White House

State of the Union: Imagine CNN for an Hour without Russia

(Reuters photo: Leah Millis)
The address illustrated the media’s collusion-narrative obsession.

For an hour and 20 minutes on Tuesday evening, the world stood still for CNN and MSNBC. Despite setting a record for length during the televised era, President Trump gave a fairly normal version of the State of the Union ritual, with the usual catalogue of accomplishments claimed and wish list of legislative action he wants taken. His use of the tired cliché of ordinary Americans doing extraordinary things was lengthy, but also not as tedious as it might have been in the hands of a president with less showmanship.

But for the 24/7 cable-news networks that are not named Fox News, the wait for it to end was agony. While the president spoke, in a rarity in prime time since the inauguration, CNN and MSNBC were not able to air a single second during which hosts or other talking heads could speculate about the Russia investigation, charges of collusion, or the possibility of impeaching Trump.

The frustration of some on-air personalities after the speech ended was palpable. But their astonishment that Trump had gone 80 minutes without discussing the only things they’ve been talking about for a year made two things clear.

First, the contrast between Trump’s discussion of the economy and other real-world issues and the quagmire that is the Russia investigation showed how the latter has completely obscured the former in mainstream-media coverage in the last year.

Second, the speech proved that if Trump could consistently stay on message throughout the year, his poll ratings would be higher and the Republicans’ prospects in November would be much brighter.

Anyone who’s watched much network news, especially CNN and MSNBC, in the last year understands that (barring natural disasters or mass shootings) there is very little that can divert them from their laser-like focus on the Russia investigation. Each daily development that is even tangentially related to the Mueller probe, or to the House Republican investigation of possible abuse of the FISA court to spy on the Trump campaign, is treated as the top news of the day, almost no matter what else is going on.

Their task of keeping the country obsessed with the issue is made easier by the president. His tweets and statements firing back at his foes only add to the feeding frenzy.

The cable shows’ panels of journalists commenting on the latest Trump outrage du jour rarely include a dissenting voice: The president is a scoundrel, his actions are indefensible, and his ultimate doom is certain. This ensures that no matter how juicy the story, the analysis inevitably becomes a tedious exercise in which Trump critics wink and nod at each other in a manner in which their presumably anti-Trump audience appreciates. To note this is not to deny that almost all of the president’s troubles, including the appointment of Special Counsel Robert Mueller, resulted from something stupid that emanated from his mouth or Twitter account.

It is to say, however, that the picture these outlets paint of the Trump administration and the state of the country is a cartoonish portrait of a nation in crisis. For CNN and MSNBC, Trump is always on the brink, and the proverbial other shoe is always about to drop. Calm, dispassionate analysis of the Russia story, taking into account the fact that there is still no proof of any underlying crime of collusion, is treated as disinformation designed to justify a nefarious Trumpian plot against democracy.

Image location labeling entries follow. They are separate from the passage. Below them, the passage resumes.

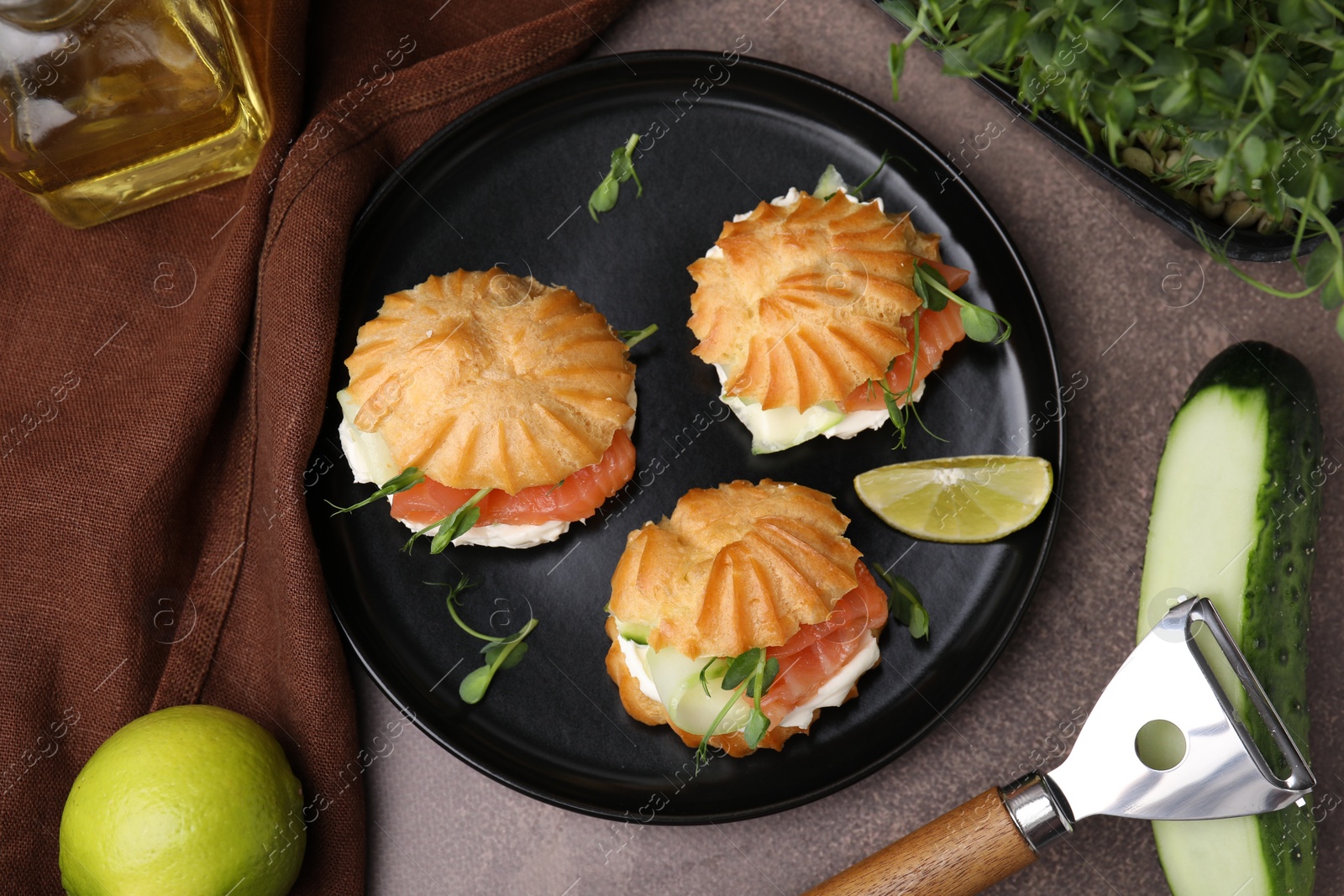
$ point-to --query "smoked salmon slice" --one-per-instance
(815, 653)
(575, 499)
(938, 331)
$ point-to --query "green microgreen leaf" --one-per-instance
(407, 479)
(905, 605)
(501, 652)
(703, 683)
(622, 170)
(757, 725)
(980, 322)
(703, 750)
(882, 163)
(741, 668)
(768, 673)
(452, 526)
(633, 338)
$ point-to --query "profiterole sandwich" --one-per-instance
(806, 308)
(503, 394)
(737, 620)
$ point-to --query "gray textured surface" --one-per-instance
(436, 826)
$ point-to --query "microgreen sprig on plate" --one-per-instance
(452, 526)
(980, 324)
(501, 652)
(750, 673)
(622, 170)
(904, 604)
(633, 338)
(407, 479)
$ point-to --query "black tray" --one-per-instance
(1242, 244)
(506, 183)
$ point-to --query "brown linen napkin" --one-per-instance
(163, 380)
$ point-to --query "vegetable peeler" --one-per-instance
(1113, 770)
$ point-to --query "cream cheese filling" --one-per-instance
(831, 694)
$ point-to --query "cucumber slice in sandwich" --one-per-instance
(1234, 519)
(690, 708)
(781, 427)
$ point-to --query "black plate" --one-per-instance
(506, 184)
(1243, 244)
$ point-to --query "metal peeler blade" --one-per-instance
(1167, 680)
(1222, 774)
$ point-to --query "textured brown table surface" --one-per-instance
(1105, 270)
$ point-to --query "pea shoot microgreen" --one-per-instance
(622, 170)
(452, 526)
(750, 673)
(633, 338)
(981, 325)
(1233, 107)
(407, 479)
(501, 652)
(905, 605)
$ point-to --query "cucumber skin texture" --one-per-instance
(1276, 610)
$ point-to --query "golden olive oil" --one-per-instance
(116, 107)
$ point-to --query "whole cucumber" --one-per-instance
(1234, 519)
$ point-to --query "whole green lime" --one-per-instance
(187, 801)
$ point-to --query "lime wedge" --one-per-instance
(965, 500)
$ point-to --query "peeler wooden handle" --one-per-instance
(965, 851)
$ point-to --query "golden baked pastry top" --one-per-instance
(736, 567)
(483, 379)
(806, 301)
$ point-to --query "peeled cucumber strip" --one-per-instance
(1234, 520)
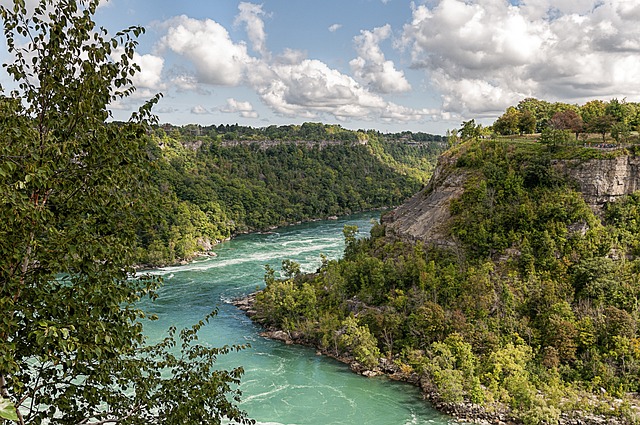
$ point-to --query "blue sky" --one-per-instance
(390, 65)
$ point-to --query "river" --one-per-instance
(283, 384)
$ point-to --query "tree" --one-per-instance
(602, 124)
(470, 130)
(527, 122)
(554, 137)
(71, 343)
(592, 110)
(508, 122)
(567, 119)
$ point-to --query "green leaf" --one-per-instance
(8, 410)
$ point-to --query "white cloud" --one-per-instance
(250, 15)
(484, 55)
(244, 108)
(150, 74)
(371, 66)
(199, 110)
(290, 84)
(207, 45)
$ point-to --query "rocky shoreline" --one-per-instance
(465, 412)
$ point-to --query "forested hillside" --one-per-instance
(214, 182)
(532, 306)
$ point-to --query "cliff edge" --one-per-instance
(426, 216)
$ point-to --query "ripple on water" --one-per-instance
(282, 385)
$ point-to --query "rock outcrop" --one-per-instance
(426, 215)
(602, 180)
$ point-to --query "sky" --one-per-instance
(389, 65)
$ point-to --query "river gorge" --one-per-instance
(282, 384)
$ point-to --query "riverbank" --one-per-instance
(467, 412)
(208, 246)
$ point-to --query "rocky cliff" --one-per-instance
(602, 180)
(426, 215)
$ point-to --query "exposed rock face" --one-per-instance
(426, 215)
(603, 180)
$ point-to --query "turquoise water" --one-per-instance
(282, 384)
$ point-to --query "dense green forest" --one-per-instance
(534, 309)
(211, 186)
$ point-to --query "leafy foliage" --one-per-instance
(210, 188)
(71, 185)
(534, 309)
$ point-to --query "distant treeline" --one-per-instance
(208, 191)
(307, 131)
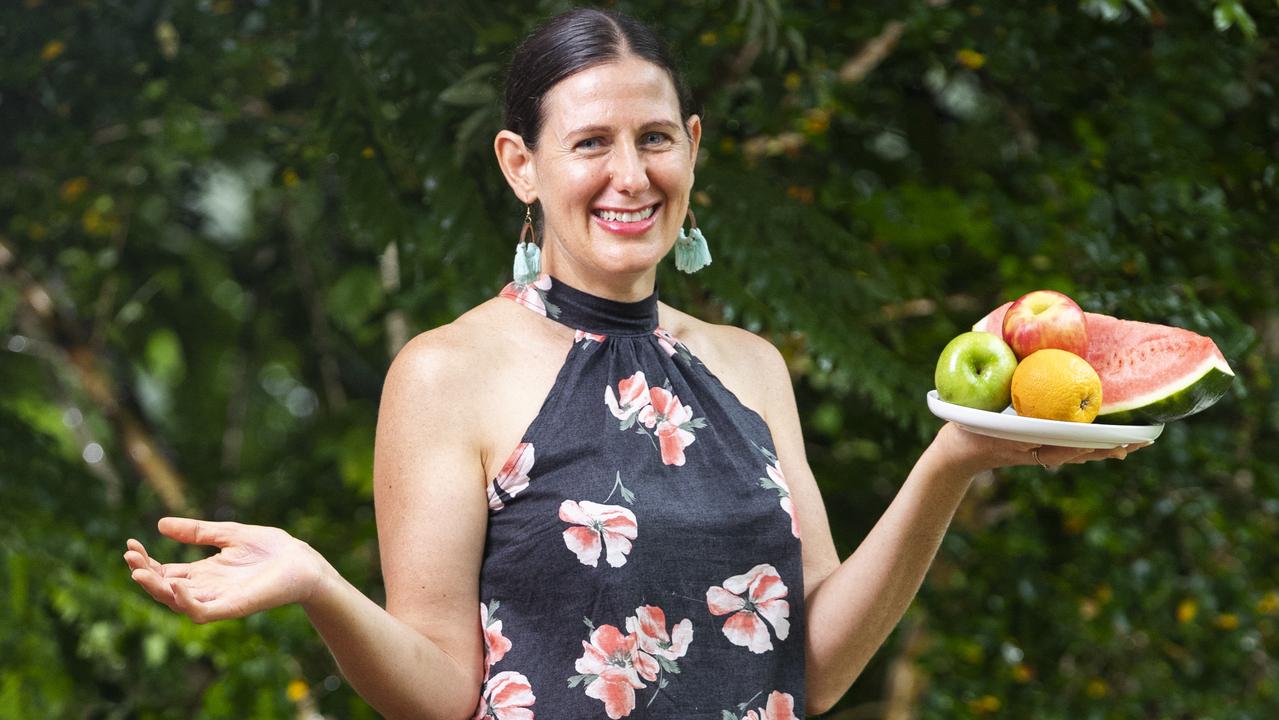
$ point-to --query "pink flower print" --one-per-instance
(532, 296)
(507, 696)
(513, 477)
(783, 489)
(599, 527)
(608, 666)
(495, 645)
(673, 421)
(649, 626)
(782, 706)
(632, 398)
(752, 597)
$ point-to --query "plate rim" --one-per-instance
(1040, 430)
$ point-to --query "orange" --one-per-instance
(1054, 384)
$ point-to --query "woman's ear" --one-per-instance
(695, 133)
(517, 165)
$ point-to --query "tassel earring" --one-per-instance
(528, 255)
(691, 250)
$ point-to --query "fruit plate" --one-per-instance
(1011, 426)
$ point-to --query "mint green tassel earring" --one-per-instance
(691, 250)
(528, 255)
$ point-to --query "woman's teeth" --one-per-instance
(626, 216)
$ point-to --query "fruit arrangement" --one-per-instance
(1051, 360)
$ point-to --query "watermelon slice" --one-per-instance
(1149, 372)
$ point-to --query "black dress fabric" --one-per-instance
(642, 555)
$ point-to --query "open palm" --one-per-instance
(257, 568)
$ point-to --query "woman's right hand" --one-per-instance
(257, 568)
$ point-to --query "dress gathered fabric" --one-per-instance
(642, 556)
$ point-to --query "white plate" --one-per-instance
(1011, 426)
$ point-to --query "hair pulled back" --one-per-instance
(572, 42)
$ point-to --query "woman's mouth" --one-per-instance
(627, 221)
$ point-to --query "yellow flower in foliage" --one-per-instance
(1104, 594)
(1269, 604)
(985, 705)
(73, 188)
(971, 59)
(1187, 610)
(53, 49)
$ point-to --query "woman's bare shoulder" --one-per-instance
(454, 354)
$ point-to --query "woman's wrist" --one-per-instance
(959, 453)
(324, 582)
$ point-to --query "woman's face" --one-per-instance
(613, 169)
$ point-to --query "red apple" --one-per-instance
(1045, 319)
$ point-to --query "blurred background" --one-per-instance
(220, 219)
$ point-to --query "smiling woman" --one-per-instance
(610, 166)
(588, 503)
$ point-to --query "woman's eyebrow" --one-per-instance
(606, 129)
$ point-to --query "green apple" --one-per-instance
(976, 371)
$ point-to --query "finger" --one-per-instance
(136, 560)
(198, 532)
(141, 550)
(156, 587)
(1055, 457)
(202, 606)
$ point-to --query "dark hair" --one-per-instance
(568, 44)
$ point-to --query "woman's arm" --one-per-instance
(422, 656)
(852, 606)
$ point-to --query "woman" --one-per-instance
(613, 503)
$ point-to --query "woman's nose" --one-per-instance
(628, 170)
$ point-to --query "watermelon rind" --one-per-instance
(1193, 393)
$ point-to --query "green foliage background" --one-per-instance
(219, 218)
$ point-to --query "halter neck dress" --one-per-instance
(642, 553)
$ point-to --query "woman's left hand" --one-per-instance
(977, 453)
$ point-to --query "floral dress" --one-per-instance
(642, 554)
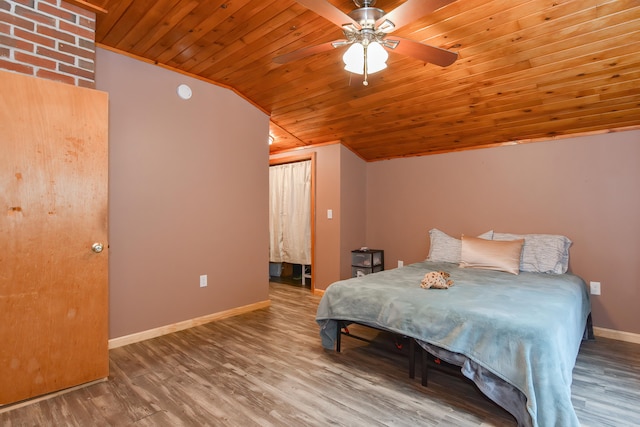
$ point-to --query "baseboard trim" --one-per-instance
(175, 327)
(616, 335)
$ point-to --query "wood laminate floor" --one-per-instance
(267, 368)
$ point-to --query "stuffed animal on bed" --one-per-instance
(437, 280)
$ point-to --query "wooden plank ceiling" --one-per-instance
(527, 69)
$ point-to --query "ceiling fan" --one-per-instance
(366, 30)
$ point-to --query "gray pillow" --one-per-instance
(541, 253)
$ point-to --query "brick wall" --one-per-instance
(50, 39)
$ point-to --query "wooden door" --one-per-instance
(53, 193)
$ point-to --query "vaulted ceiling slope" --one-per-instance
(527, 69)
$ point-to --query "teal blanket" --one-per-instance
(526, 329)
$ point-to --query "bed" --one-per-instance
(516, 336)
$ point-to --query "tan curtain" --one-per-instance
(290, 213)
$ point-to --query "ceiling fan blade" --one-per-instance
(306, 51)
(409, 11)
(329, 12)
(424, 52)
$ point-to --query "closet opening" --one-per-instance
(292, 220)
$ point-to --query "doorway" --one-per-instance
(54, 249)
(292, 220)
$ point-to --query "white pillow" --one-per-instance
(445, 248)
(491, 254)
(541, 253)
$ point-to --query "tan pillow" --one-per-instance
(491, 254)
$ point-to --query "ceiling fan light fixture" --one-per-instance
(386, 26)
(376, 58)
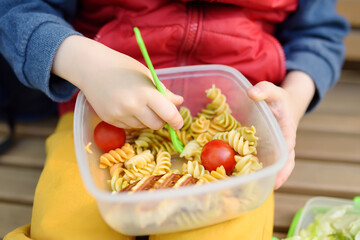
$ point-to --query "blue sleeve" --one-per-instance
(30, 33)
(312, 38)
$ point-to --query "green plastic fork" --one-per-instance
(174, 138)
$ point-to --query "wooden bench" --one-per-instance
(327, 150)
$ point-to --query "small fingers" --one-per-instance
(148, 118)
(129, 122)
(265, 91)
(166, 110)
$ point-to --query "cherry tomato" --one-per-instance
(216, 153)
(108, 137)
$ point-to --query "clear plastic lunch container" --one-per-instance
(320, 205)
(189, 207)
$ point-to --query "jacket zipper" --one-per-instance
(280, 51)
(191, 34)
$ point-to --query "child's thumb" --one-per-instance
(264, 91)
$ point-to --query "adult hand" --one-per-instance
(288, 103)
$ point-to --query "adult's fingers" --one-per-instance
(166, 110)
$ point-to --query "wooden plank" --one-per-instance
(35, 128)
(328, 146)
(343, 99)
(329, 122)
(350, 10)
(27, 151)
(352, 46)
(20, 184)
(324, 178)
(13, 216)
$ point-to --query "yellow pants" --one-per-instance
(63, 209)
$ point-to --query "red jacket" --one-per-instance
(238, 34)
(234, 33)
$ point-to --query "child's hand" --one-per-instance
(288, 103)
(119, 88)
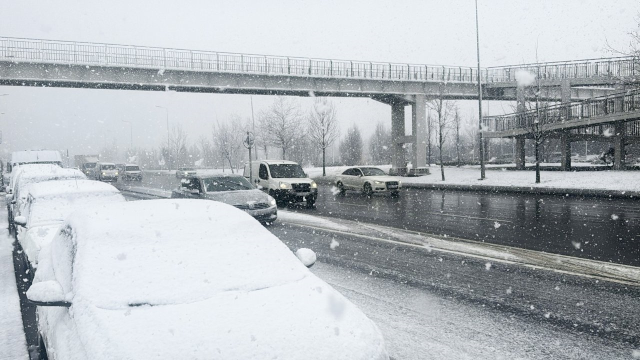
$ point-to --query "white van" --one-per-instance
(284, 180)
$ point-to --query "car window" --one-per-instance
(263, 174)
(372, 172)
(286, 171)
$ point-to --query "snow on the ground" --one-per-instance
(469, 175)
(13, 344)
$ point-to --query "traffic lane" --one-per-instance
(592, 228)
(577, 305)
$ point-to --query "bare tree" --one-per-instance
(444, 110)
(351, 147)
(177, 150)
(281, 124)
(323, 127)
(228, 139)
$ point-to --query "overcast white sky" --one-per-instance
(427, 32)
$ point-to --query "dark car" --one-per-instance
(234, 190)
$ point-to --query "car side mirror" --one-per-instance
(20, 220)
(47, 293)
(306, 256)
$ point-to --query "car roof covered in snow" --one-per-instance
(34, 156)
(61, 187)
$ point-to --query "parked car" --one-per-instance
(106, 172)
(234, 190)
(285, 181)
(131, 172)
(48, 203)
(369, 180)
(184, 172)
(23, 175)
(217, 282)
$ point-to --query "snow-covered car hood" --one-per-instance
(36, 238)
(382, 178)
(304, 319)
(240, 197)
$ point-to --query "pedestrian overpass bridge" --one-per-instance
(47, 63)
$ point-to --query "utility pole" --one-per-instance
(481, 141)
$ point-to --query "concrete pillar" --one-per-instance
(565, 150)
(398, 167)
(519, 153)
(618, 145)
(419, 132)
(565, 141)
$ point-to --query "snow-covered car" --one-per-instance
(368, 180)
(106, 172)
(234, 190)
(131, 172)
(184, 172)
(48, 203)
(24, 175)
(188, 279)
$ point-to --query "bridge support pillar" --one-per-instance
(565, 152)
(519, 153)
(399, 165)
(419, 124)
(618, 145)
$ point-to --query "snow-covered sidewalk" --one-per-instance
(13, 344)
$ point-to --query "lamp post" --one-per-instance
(481, 142)
(168, 141)
(131, 130)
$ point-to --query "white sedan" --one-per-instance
(368, 180)
(48, 203)
(188, 279)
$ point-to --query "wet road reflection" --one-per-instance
(593, 228)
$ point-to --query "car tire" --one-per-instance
(367, 190)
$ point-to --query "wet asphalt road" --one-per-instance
(586, 227)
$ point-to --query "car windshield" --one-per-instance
(286, 171)
(372, 172)
(227, 183)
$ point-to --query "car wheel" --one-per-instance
(367, 189)
(311, 202)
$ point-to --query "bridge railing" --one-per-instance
(618, 67)
(81, 53)
(619, 103)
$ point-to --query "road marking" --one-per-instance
(499, 260)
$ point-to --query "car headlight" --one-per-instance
(285, 185)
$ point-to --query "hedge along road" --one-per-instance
(597, 228)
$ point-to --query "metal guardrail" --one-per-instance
(98, 54)
(619, 103)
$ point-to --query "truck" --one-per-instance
(87, 164)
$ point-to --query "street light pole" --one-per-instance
(168, 140)
(481, 142)
(131, 130)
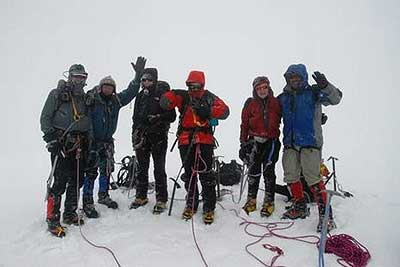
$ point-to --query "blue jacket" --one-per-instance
(302, 110)
(104, 113)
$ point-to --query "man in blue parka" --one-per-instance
(302, 137)
(105, 106)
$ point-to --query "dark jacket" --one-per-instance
(105, 111)
(65, 109)
(147, 103)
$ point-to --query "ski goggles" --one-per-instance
(194, 86)
(146, 77)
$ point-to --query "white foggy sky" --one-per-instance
(355, 43)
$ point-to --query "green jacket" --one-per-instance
(58, 112)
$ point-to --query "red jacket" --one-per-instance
(189, 122)
(260, 117)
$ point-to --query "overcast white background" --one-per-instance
(355, 43)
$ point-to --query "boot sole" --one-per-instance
(57, 232)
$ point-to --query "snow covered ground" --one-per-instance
(354, 43)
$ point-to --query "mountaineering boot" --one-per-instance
(55, 228)
(250, 206)
(138, 202)
(88, 207)
(208, 217)
(105, 199)
(188, 213)
(330, 226)
(53, 216)
(159, 207)
(267, 209)
(71, 217)
(297, 210)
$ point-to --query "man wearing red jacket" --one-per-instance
(259, 143)
(197, 107)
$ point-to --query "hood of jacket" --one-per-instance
(299, 69)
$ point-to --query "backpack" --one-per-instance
(230, 173)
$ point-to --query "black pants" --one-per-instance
(206, 176)
(67, 178)
(267, 155)
(155, 145)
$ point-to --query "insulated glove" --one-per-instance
(320, 79)
(324, 118)
(153, 118)
(201, 108)
(54, 147)
(139, 68)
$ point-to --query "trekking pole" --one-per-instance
(334, 171)
(324, 229)
(51, 176)
(176, 185)
(216, 169)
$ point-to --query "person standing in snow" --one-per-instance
(150, 137)
(105, 104)
(196, 140)
(302, 137)
(259, 132)
(67, 129)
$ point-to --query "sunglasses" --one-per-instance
(194, 86)
(79, 76)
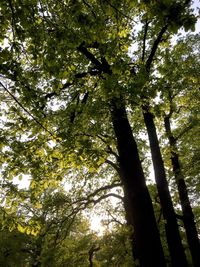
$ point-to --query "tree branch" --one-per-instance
(144, 39)
(26, 110)
(154, 48)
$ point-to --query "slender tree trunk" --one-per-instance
(188, 216)
(146, 243)
(176, 249)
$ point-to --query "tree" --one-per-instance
(175, 105)
(73, 56)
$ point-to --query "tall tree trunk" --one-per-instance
(146, 243)
(176, 249)
(188, 216)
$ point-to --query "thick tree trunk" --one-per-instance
(176, 249)
(188, 216)
(139, 210)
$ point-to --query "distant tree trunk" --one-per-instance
(146, 244)
(188, 216)
(176, 249)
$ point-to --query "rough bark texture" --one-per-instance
(139, 210)
(176, 249)
(188, 216)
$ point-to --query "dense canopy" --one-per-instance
(92, 92)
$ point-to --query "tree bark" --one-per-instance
(146, 244)
(188, 216)
(175, 246)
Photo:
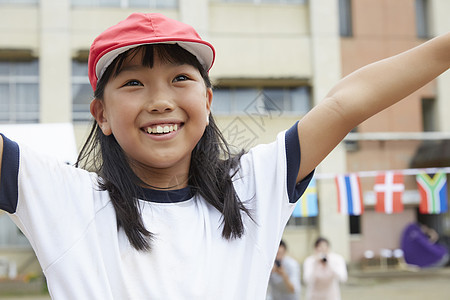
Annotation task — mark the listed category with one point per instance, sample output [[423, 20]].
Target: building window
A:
[[302, 221], [127, 3], [278, 101], [345, 18], [82, 93], [355, 224], [428, 114], [422, 19], [19, 91], [10, 235]]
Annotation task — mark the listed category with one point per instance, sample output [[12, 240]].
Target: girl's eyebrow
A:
[[130, 68]]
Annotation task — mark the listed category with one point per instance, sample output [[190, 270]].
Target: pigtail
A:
[[211, 176], [103, 155]]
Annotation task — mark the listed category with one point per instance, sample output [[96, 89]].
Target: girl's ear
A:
[[209, 96], [98, 112]]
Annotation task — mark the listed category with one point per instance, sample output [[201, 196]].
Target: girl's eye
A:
[[133, 83], [180, 78]]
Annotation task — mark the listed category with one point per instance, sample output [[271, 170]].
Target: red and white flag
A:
[[389, 188]]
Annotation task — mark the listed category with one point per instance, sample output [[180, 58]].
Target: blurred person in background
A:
[[284, 282], [323, 271]]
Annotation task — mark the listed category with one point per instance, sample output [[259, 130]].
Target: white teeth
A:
[[162, 129]]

That’s why Trump’s free 80 minutes was so jarring to the networks.

During the speech, a completely different portrait of America emerged: a booming economy, record low unemployment, and victories abroad against terror. Sticking to the skillful script written for him, Trump engaged in none of his trademark improvisations blasting foes or making inappropriate remarks. He made a reasonable case for his stand on immigration and his plans for an infrastructure bill. Not only did he sound like a normal president, but he pointed to accomplishments that, Twitter and gaffes notwithstanding, made the country sound not only normal but on the upswing.

There is a case to be made that the soundtrack Trump provides for his presidency undermines his administration more conclusively than anything his critics can say. But the shock of having to listen to a good speech reminding Americans that the sky isn’t falling on Trump’s America was a difficult experience for many talking heads, and it showed in their petulant post-speech commentary.

When Trump concentrates on governing and on selling his message, he and the Republicans win.

But the lesson to be gleaned from this episode is about more than liberal media bias. When Trump concentrates on governing and on selling the message that his deregulation and tax cuts are leading to higher wages, more jobs, and general prosperity, he and the Republicans win. When he sinks in the scrum over Mueller, he loses. With his polls on the upswing since the passage of the tax cuts last month, the possibility of a narrative of his presidency that doesn’t center on Russia is emerging. That should encourage his supporters as much as it exasperates his critics.

The State of the Union provided us a glimpse of what our politics would be like if Trump were a disciplined communicator. Such a scenario would be a bleak prospect for Democrats seeking to run against a colluder with Russia deserving of impeachment, not a president riding high on a wave of business optimism, soaring stock prices, and growing jobs figures. Fortunately for them and sadly for Republicans, sightings of a scripted, disciplined Trump are rare. So long as that is true, CNN and MSNBC will have plenty to talk about, and Republicans who’d like to run on the economy will instead spend the year dodging questions about Trump.